Walk through it with them. Explain what they got right, what they got wrong, and why the difference matters. This is not a waste of your time. This is the highest-value part of the consultation, because it demonstrates, in real time, exactly the kind of judgment that AI cannot replicate. You are not just reviewing a document. You are showing the client what they could not have gotten from a chatbot.
Be transparent about how your firm uses AI. If you use AI tools in your practice, say so. Explain that you use it as a starting point, not an endpoint, and describe what the human review layer actually does. Clients who understand the difference between AI-assisted legal work and unreviewed AI output will trust your process more, not less. Transparency here is not a risk. It is a differentiator.

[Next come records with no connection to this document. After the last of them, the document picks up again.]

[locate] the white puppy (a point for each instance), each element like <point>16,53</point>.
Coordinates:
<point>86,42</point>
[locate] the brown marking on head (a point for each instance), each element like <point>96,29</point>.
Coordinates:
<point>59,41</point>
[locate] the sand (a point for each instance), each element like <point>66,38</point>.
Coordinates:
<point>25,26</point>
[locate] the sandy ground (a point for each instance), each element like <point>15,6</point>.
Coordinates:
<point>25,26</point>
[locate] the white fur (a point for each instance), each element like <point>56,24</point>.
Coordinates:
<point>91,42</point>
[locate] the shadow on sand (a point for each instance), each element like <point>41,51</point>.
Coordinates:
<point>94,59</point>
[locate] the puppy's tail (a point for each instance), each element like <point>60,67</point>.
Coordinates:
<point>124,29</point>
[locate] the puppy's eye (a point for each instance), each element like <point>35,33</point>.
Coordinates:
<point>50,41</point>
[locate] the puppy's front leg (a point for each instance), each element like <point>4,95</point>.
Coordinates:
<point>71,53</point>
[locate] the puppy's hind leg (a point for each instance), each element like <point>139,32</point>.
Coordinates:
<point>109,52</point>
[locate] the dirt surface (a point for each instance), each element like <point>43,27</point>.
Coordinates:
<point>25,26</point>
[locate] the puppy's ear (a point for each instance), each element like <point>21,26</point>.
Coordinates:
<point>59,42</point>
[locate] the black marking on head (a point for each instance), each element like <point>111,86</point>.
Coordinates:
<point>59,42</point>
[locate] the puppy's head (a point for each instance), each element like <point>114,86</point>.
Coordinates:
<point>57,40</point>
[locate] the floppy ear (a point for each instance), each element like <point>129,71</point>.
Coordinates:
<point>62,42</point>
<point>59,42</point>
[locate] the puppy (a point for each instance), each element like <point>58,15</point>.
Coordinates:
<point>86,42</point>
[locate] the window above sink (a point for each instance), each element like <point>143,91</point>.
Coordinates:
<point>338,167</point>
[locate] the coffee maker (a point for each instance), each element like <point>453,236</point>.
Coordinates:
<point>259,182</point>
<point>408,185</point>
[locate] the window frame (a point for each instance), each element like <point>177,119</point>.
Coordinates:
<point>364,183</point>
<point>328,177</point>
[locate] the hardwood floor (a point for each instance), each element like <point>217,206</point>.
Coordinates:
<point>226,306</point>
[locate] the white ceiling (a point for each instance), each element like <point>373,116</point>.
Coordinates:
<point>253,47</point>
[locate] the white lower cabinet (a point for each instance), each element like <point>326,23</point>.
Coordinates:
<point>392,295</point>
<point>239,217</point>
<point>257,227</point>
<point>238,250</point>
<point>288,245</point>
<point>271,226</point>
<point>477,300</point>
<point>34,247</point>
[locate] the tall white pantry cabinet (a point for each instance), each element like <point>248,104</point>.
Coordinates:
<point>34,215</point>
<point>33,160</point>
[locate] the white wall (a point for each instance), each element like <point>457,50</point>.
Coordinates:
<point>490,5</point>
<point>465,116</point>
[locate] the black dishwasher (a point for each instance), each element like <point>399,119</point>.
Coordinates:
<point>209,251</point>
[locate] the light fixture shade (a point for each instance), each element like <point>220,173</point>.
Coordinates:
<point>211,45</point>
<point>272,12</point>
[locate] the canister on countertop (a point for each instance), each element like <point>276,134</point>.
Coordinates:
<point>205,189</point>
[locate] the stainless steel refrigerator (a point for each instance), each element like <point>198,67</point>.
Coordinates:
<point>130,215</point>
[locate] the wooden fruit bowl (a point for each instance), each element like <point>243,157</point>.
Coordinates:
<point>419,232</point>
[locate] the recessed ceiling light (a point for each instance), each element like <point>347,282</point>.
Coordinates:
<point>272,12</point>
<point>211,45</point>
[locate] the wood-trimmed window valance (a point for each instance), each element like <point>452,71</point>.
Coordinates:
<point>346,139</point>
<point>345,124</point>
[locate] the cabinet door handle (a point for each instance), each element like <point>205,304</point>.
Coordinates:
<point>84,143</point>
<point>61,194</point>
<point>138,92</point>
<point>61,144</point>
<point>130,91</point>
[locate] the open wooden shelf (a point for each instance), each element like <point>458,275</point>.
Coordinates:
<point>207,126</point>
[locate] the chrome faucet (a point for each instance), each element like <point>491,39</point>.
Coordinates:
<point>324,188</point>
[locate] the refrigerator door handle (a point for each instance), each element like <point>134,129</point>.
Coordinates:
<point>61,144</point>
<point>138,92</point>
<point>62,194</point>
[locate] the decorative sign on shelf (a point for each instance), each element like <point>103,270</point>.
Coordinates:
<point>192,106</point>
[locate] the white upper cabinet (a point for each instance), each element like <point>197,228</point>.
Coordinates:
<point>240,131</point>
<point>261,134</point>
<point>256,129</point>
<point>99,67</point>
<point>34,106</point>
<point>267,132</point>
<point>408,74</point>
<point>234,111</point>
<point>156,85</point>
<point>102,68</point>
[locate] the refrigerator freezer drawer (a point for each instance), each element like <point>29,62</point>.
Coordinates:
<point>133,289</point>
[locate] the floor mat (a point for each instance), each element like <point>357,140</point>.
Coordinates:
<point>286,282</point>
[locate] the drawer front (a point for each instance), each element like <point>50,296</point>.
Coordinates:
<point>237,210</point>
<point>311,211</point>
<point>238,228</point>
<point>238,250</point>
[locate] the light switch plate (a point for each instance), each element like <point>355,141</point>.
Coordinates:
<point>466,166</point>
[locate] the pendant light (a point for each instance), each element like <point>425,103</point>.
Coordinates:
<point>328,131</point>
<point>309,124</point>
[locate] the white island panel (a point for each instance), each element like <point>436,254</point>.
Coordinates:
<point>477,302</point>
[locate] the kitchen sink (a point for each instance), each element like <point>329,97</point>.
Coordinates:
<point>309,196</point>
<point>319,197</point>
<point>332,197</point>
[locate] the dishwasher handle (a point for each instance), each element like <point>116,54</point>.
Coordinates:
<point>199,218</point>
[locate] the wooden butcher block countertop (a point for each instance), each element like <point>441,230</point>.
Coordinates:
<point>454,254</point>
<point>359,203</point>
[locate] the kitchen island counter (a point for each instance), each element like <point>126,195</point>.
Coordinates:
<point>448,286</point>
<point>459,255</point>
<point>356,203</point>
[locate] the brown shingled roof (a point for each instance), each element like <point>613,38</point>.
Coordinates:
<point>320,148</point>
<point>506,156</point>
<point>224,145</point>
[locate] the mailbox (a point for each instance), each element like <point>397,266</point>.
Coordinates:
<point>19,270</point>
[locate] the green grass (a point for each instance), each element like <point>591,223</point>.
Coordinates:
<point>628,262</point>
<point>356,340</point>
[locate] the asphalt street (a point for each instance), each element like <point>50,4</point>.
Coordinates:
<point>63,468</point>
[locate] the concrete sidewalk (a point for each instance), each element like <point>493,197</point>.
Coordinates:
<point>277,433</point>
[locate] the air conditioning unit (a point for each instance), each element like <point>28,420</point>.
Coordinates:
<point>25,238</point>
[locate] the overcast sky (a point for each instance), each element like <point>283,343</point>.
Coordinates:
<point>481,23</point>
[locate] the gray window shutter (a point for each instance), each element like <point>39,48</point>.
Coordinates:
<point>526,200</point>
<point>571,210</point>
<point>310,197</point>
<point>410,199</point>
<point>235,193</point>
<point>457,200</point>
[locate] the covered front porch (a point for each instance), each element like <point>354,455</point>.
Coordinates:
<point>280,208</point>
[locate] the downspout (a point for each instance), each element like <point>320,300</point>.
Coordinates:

Stop waiting for this to become a problem and make it part of your positioning. Attorneys who cannot speak fluently about AI will increasingly struggle to explain why a client should not simply use it. Attorneys who can speak to what AI does well, where it fails, and what they provide that it cannot will have no trouble making that case. The conversation is already happening. The only question is whether you are part of it.
The Bigger Picture
The pattern I have been describing, clients arriving with AI output and asking for review rather than full representation, is real and it is accelerating. It is not a crisis. It is a clarification.
For a long time, some of the value attorneys provided was embedded in the complexity of the tasks themselves. Research was hard. Drafting took time. Access to legal tools and precedent required training and resources most people did not have. The work was the moat.
That moat is lower now. The tools are more accessible. The first draft is cheaper. And in that environment, what rises to the surface is the thing that was always there: the attorney’s judgment, their accountability to the client, their ability to navigate ambiguity, their willingness to say the thing that needs to be said even when it is not what the client wants to hear.
That has always been the real value. AI just made it visible.